KABUL — Two bombs targeted a group of lawmakers in northern Afghanistan today, killing at least 64 people, including five members of parliament, in the deadliest attack in the country since the fall of the Taliban in 2001, officials said.

The bombs exploded outside a sugar factory in the northern province of Baghlan as the lawmakers were about to enter. The twin blasts struck children, elders, and government officials who had gathered to greet the visiting delegation of 18 lawmakers from the lower house, officials said.

At least 64 people were killed, said a government minister who asked not to be identified because he was releasing information not yet made official. At least five members of parliament were among those killed, he said.

A lawmaker, Shukria Barakzai, said 18 of the 249 lower house parliamentarians had traveled to Baghlan province, and that 13 were dead or “in danger.”

Baghlan lies about 95 miles north of Kabul.

If the death toll is confirmed, the attack would be the deadliest in Afghanistan since the 2001 American-led invasion. Taliban bombers have killed regional governors in the past, but never have militants killed so many high-ranking officials in one attack.

In June, a bomb tore through a bus carrying police instructors in Kabul, killing 35 people.

A police official, Kamin Khan, said people “everywhere” were dead and wounded, including police, children, lawmakers, and officials from the Department of Agriculture.

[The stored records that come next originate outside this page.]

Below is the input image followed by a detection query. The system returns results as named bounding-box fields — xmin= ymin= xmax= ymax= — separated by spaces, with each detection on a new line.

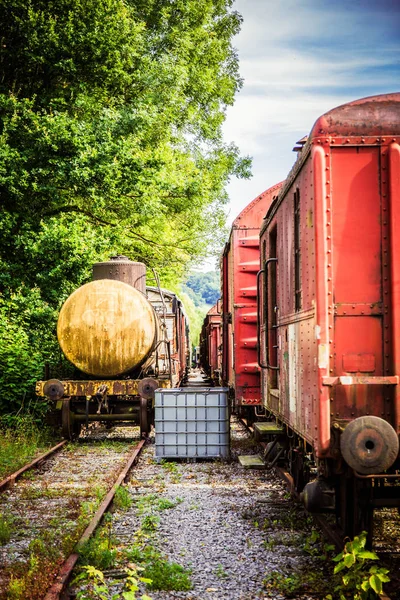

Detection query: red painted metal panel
xmin=389 ymin=142 xmax=400 ymax=433
xmin=259 ymin=93 xmax=400 ymax=474
xmin=331 ymin=147 xmax=385 ymax=424
xmin=222 ymin=184 xmax=283 ymax=405
xmin=332 ymin=148 xmax=381 ymax=303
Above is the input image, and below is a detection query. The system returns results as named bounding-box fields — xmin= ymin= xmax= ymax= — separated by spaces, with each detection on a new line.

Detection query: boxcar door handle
xmin=257 ymin=268 xmax=267 ymax=368
xmin=265 ymin=258 xmax=279 ymax=371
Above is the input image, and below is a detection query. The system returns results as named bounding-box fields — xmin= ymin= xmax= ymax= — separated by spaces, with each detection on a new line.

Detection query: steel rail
xmin=0 ymin=440 xmax=68 ymax=493
xmin=43 ymin=438 xmax=146 ymax=600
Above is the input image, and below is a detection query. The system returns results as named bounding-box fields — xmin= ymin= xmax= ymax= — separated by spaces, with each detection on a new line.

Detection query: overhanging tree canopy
xmin=0 ymin=0 xmax=251 ymax=409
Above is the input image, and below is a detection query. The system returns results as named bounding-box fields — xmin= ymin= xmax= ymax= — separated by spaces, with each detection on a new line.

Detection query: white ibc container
xmin=154 ymin=388 xmax=230 ymax=459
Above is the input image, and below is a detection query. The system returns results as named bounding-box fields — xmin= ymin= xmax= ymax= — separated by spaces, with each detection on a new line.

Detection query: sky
xmin=221 ymin=0 xmax=400 ymax=225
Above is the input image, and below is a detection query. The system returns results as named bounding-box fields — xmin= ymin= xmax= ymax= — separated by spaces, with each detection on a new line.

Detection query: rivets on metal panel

Among the lawmakers killed was a former Afghan commerce minister and a powerful member of the Northern Alliance, Sayed Mustafa Kazimi, the lawmaker’s secretary, Ahmadi, said. Kazimi also served as the spokesman of the largest opposition group in Afghanistan, the National Front.

The northern Afghan region where the blast happened is known for tensions between the mainly ethnic Tajik government leadership and remnants of the militant group Hezb-i-Islami, whose fugitive leader Gulbuddin Hekmatyar, an ethnic Pashtun, is allied to Osama bin Laden and Al Qaeda but has denied organizational links.